Saturday, April 11, 2009

Andy in the Real World

It's been a long long time since I last posted.

I've realized that my probation is over and my performance review is due.
Not that I'm nervous, but I find myself amazed at how much older I feel than I started out six months ago.

Six months with the agency, six months with a client that has demanded more of me than I've ever thought I could give. Six months, in a city that's sometimes beautiful and sometimes exhausting. Six months in the real world.

I know that there are countless blogs out there for professionals of every industry. Men and women sharing their knowledge and experience through their everyday work. I strive to have a blog of my own experience but realized that it's still a dumpster of my emotions that the victories and defeats I've gone through at work.

Sometimes I feel blessed and fueled for the drive I have to keep going. Yet other times I feel tired having my passion and creativity bounced off the walls endlessly without every going anywhere.

Perhaps this is my tuition. Life seems to be a school that's never "out" and everyone must keep paying their dues to learn what it has to offer.

I realized, you really can't keep your foot on the gas all the time. You can try, but you're just going to get burnt out. So I've learned to pick my battles. Learn to conceive and learn to have a short memory. Whether you win or lose in the office, tomorrow you're going back there and do it all over again.

China is bizarre. Sometimes in a beautifully optimistic way and sometimes twisted and disgusting. But I think as a journeyman, I've adapted quite well and I think I deserve a slight pat on the back for sticking in there when the going got tough and down right dirty.

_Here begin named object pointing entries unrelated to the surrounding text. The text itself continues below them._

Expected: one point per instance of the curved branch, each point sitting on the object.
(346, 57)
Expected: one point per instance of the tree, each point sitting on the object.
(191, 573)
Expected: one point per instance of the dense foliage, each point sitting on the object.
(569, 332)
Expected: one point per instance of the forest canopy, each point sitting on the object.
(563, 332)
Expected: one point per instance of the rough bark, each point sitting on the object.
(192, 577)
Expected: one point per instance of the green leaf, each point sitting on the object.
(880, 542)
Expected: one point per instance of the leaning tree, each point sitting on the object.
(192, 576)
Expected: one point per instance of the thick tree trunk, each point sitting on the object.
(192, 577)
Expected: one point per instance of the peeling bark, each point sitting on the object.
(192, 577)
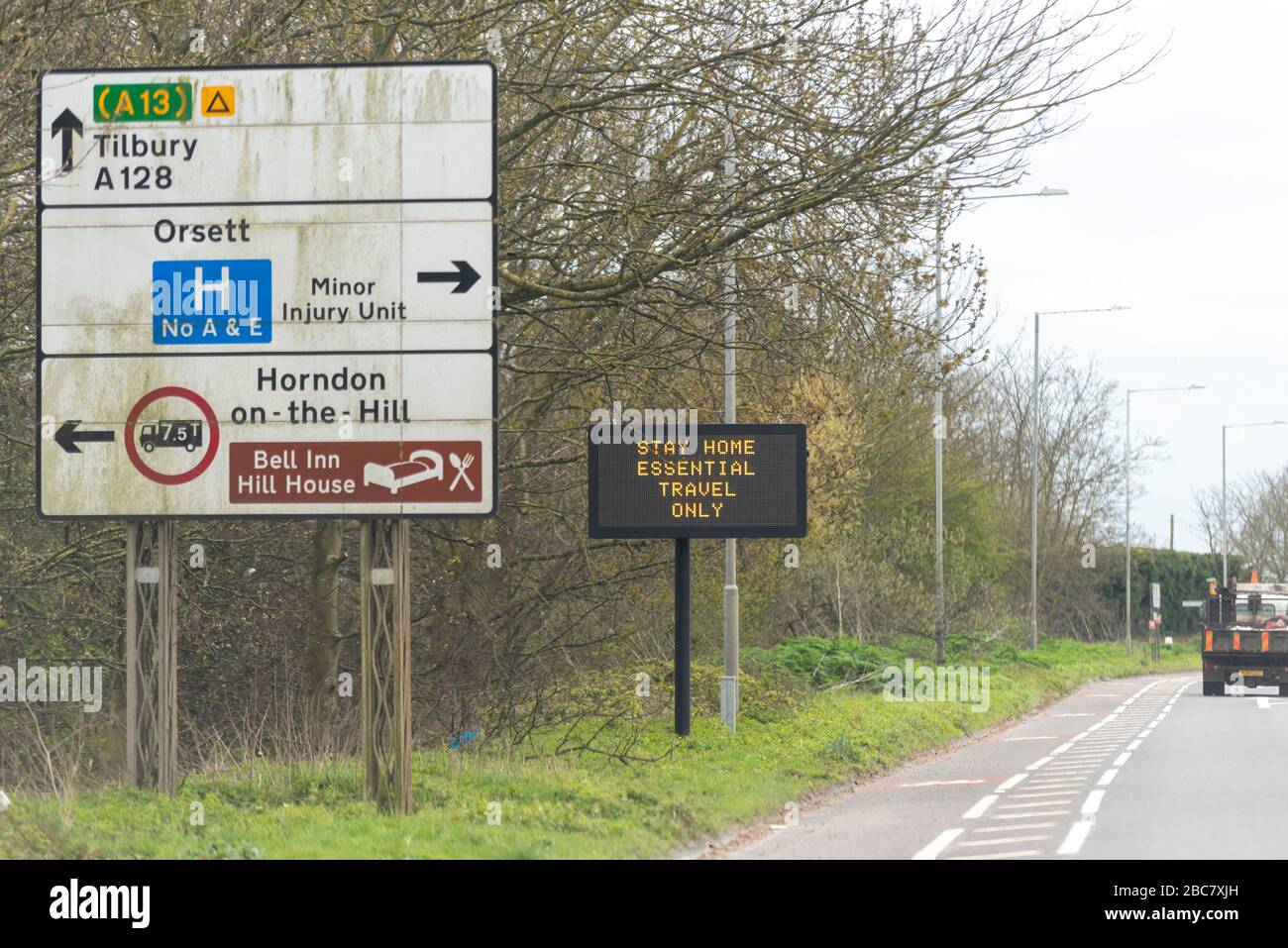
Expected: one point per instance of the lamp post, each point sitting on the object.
(939, 428)
(1033, 459)
(1127, 506)
(1225, 517)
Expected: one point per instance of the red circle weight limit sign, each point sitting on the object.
(132, 449)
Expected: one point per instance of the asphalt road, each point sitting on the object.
(1140, 768)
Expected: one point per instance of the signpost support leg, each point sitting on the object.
(683, 640)
(151, 659)
(386, 664)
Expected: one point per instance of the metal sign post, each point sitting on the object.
(683, 639)
(268, 292)
(386, 664)
(151, 659)
(734, 480)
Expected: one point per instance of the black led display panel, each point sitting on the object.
(742, 480)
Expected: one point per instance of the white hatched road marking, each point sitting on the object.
(1063, 775)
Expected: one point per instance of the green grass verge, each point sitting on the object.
(572, 805)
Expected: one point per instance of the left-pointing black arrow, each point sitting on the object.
(67, 123)
(68, 437)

When people ask me. "Why China?" I find myself speechless. I still have no answer, but I do have a gut feeling that it will do me good in the future. Moving half way around the world was no piece of cake but I'm glad and proud that I didn't quit during that first week when I left at 3 in the morning only to get back at the office at 10. I've been molded. Not completely, but I'm thankful for it because I hate to lose myself in the end.

I'm not out here saving the world. Not yet, anyway. But as tired as I get sometimes, I think I've still got the legs to chase the sun. Not too fast though, because I've found out that this is a long race.